Comme si tout cela n’était pas déjà assez ambigu, la Loi médicale ajoute son grain de sel. En conférant un monopole au Collège des médecins du Québec en matière de santé, elle constitue un obstacle à la reconnaissance de la formation et de la pratique de l’homéopathie puisqu’elle empêche tout partage des actes. En 1993, la Corporation professionnelle des médecins du Québec a pris position sur les thérapies alternatives, au nombre desquelles l’homéopathie fait partie, statuant qu’un médecin peut recourir à certaines formes de médecines douces «dans les seuls cas où aucun traitement ne serait reconnu selon les données de la science». Si l’exercice professionnel est toléré sous certaines conditions, de formation, il n’en est nullement question.
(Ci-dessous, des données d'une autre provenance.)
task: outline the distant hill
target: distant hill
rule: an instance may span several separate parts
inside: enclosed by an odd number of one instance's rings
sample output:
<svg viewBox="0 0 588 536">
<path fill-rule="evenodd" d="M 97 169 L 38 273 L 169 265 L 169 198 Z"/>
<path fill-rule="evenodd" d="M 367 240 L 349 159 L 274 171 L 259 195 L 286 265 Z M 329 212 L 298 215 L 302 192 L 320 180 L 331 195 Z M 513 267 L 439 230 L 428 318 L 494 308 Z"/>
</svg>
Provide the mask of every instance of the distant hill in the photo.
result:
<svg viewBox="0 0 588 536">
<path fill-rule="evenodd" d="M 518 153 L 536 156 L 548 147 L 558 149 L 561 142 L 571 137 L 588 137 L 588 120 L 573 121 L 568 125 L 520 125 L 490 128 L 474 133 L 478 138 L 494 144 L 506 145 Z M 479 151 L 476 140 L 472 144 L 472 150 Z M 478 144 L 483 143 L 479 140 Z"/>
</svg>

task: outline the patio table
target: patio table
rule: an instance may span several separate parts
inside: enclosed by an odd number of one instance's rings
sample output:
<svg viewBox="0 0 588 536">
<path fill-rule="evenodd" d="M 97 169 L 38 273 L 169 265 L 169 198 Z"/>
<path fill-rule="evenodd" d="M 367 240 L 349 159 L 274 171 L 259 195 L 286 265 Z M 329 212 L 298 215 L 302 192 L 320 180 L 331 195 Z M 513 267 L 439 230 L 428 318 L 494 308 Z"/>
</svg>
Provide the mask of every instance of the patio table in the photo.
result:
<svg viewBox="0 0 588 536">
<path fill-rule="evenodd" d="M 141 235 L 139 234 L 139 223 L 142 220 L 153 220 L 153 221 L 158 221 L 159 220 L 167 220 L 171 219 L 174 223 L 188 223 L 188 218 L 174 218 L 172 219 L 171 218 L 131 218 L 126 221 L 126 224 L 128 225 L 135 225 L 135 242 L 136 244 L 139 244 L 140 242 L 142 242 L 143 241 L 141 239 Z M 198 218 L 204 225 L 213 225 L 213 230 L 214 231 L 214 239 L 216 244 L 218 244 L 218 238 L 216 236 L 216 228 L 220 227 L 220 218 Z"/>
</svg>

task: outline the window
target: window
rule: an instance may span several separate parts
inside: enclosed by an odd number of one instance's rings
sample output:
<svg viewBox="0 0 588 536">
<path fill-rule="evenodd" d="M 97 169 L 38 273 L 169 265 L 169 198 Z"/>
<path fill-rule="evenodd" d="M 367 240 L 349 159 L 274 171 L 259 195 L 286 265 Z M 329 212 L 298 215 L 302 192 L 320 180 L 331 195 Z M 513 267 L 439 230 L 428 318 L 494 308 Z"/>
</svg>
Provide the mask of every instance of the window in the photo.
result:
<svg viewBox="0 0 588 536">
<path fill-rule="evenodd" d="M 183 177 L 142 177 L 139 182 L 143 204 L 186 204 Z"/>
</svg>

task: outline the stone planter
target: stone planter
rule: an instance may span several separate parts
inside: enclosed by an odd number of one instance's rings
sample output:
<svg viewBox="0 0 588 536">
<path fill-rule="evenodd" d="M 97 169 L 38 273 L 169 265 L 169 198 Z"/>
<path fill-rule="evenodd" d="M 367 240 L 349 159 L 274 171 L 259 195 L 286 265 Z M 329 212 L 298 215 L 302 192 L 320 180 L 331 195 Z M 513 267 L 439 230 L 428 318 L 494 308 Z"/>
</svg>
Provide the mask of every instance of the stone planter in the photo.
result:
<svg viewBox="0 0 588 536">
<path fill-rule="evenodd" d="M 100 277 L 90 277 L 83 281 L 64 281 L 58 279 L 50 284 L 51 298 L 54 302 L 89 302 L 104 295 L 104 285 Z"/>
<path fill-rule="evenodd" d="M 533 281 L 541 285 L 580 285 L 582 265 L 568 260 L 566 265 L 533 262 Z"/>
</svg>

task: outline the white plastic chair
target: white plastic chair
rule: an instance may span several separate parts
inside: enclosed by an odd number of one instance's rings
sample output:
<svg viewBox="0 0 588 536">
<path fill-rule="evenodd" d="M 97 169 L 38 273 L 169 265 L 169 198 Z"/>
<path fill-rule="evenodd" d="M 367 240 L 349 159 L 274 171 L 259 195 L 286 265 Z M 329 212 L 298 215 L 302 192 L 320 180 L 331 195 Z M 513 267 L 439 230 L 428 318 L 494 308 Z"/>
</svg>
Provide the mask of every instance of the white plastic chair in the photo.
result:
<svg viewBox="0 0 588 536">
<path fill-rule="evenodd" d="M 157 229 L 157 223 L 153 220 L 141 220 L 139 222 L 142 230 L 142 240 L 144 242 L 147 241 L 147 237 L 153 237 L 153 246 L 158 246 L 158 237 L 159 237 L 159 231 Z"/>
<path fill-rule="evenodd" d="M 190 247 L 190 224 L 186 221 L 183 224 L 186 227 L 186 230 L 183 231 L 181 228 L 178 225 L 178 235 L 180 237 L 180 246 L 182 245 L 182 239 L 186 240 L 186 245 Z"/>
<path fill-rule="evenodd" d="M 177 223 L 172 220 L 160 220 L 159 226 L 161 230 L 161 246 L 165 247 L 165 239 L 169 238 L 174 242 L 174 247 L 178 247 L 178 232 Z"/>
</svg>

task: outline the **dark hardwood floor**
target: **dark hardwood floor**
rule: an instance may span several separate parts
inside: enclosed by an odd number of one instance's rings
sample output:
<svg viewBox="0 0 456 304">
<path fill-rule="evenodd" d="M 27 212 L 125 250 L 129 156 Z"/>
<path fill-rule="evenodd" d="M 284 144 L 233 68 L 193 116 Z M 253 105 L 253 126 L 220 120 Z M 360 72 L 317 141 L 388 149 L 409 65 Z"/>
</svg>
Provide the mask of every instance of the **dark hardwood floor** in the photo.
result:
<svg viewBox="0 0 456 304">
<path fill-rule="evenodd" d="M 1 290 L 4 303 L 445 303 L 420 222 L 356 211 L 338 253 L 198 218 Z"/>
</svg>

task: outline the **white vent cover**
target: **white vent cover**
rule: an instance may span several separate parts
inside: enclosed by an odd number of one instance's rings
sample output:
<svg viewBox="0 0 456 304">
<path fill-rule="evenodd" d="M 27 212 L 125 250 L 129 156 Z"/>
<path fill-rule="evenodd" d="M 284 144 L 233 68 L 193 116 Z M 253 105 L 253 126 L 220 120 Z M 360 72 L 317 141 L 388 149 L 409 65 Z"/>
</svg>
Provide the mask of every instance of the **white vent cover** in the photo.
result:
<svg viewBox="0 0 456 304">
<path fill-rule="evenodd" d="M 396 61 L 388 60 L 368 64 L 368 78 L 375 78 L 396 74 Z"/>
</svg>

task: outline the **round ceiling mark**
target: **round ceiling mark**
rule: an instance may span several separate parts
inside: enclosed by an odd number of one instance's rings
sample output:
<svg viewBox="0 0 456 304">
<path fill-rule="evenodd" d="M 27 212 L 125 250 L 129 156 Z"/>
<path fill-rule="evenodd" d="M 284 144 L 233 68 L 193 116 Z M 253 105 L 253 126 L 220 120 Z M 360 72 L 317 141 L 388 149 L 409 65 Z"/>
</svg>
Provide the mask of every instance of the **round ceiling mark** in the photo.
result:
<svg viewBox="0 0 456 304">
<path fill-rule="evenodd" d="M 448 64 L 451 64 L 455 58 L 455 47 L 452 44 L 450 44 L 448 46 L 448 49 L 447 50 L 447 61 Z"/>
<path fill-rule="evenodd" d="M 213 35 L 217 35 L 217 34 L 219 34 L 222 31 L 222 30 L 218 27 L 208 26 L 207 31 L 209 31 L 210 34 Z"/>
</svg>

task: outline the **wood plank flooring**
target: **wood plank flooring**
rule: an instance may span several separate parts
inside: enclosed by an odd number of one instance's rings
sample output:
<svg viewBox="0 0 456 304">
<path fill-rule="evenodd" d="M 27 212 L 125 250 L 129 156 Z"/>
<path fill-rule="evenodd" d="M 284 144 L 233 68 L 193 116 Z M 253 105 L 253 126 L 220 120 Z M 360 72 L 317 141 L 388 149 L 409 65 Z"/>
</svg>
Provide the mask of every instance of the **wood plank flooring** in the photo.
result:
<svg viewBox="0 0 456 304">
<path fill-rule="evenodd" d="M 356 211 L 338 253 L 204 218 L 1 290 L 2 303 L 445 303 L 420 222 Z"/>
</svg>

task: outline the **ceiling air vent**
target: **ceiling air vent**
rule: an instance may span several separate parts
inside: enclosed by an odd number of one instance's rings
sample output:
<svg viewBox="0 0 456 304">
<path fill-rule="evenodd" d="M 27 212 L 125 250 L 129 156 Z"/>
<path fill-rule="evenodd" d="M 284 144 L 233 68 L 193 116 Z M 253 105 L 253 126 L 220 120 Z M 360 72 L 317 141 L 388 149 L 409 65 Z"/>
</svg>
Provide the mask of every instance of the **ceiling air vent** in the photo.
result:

Celle-ci n’est d’ailleurs pas plus reconnue par le ministère de l’Éducation du Québec qui précise même qu’il n’est pas question pour le moment de parler de processus de reconnaissance. On en appelle plutôt au bon sens du consommateur pour juger si un homéopathe est apte à fournir les services demandés. La bataille est encore loin d’être gagnée.